For more than a decade, she watched as employers and employees struggled with complicated enrollment processes, long questionnaires and tech that wasn’t as accessible as she knew it could be.
“I tried different things, even sending iPads to stores to see if they made it easier, but it just was a little bit too complicated for the average consumer,” Adams told Technical.ly.
She took what she’d learned and came up with GoWell Benefits, a platform launched in 2021 that simplifies the enrollment process for employers with an easy and accessible way to insure employees.
“We work with brokers and we work with employers, insurance carriers, and employees,” Adams said. “All those entities touch our system to make insurance more transparent and a little bit easier to understand.”
From early adoption to tech startup
Adams started her career at the end of the 1990s, when tech was just starting to enter the workplace. Working for GlaxoSmithKline, she helped the company get its compliance data warehouse set up. Her job back then was to meet with developers to make sure that prescription data could be analyzed.
While she would shift away from a technical job when she went into benefits consulting, that experience would come in handy when she decided to create GoWell.
“I had the opportunity to work with programmers and work towards realizing a dream,” Adams said, “then I took that experience and used it to build my own dream.”
The biggest hurdle, she said, is getting the enrollment process started. An employee who feels overwhelmed by enrolling before it even starts isn’t going to be focused on what matters, like which deductibles meet their needs, which prescriptions are covered, co-pays and whether their chosen doctors are covered.
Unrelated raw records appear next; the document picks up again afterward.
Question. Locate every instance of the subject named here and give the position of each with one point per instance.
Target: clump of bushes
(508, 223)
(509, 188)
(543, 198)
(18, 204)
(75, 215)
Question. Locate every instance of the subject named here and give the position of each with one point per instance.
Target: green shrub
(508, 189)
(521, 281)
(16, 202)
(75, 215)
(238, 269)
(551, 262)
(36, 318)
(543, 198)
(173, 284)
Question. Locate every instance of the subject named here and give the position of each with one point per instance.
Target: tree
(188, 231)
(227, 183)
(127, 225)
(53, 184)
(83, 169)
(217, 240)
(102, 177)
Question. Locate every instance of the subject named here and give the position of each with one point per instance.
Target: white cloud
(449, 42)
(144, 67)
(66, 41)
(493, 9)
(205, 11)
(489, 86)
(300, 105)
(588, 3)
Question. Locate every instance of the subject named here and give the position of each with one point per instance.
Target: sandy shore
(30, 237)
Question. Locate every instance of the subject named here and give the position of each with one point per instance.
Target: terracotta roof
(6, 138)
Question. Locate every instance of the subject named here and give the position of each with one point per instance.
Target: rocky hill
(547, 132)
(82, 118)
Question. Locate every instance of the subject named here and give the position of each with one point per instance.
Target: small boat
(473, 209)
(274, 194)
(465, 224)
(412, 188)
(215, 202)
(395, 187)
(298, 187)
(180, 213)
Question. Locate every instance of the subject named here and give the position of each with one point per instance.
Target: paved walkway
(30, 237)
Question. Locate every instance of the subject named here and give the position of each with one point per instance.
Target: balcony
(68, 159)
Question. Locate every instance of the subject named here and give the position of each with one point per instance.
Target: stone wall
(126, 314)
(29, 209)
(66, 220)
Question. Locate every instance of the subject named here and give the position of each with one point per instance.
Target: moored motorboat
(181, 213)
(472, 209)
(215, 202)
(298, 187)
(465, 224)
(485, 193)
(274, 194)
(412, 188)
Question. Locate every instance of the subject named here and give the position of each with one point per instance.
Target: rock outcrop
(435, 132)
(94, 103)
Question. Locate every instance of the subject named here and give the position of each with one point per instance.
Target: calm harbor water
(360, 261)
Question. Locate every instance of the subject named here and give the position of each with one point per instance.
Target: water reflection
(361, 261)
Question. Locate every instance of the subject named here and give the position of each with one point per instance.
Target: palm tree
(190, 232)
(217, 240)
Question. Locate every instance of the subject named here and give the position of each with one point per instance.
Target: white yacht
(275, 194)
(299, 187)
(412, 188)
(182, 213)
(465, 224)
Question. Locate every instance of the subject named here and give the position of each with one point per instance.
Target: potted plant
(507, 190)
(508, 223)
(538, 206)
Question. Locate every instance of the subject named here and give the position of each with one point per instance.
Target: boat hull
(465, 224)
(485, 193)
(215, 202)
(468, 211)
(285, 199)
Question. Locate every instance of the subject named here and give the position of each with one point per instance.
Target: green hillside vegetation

“Until you get that piece in, it’s hard to try to make insurance more transparent, because people are trying to figure out how to do it, as opposed to what they should be focusing on, which is what they’re getting,” she said.
It’s a holistic approach, she said, that meets employees where they are, engaging them and ultimately making it easier for the employer to track benefits.
One of the 2% of VC-funded ventures
Today, GoWell has about 10,000 users on its platform, a staff of 10 employees and has reached profitability.
In the beginning, Adams used her own funds to support the startup, but funding eventually started coming in, including from its lead investors Ben Franklin Technology Partners and Naples Technology Ventures, as well as Chloe Capital, a VC firm that focuses on investing in women.
“They’ve been very supportive in helping us build out the technology and make it as a startup,” Adams said. “We’re really lucky because we’re one of 2% of women [owned startups] that are funded.”
So far GoWell has raised $2.85 million, according to Pitchbook.
There are more funding rounds to come for GoWell, she said, with plans to use future investments to add more components to the platform, including AI.
“That’s what we’re developing now,” Adams said. “Making our software more intuitive.”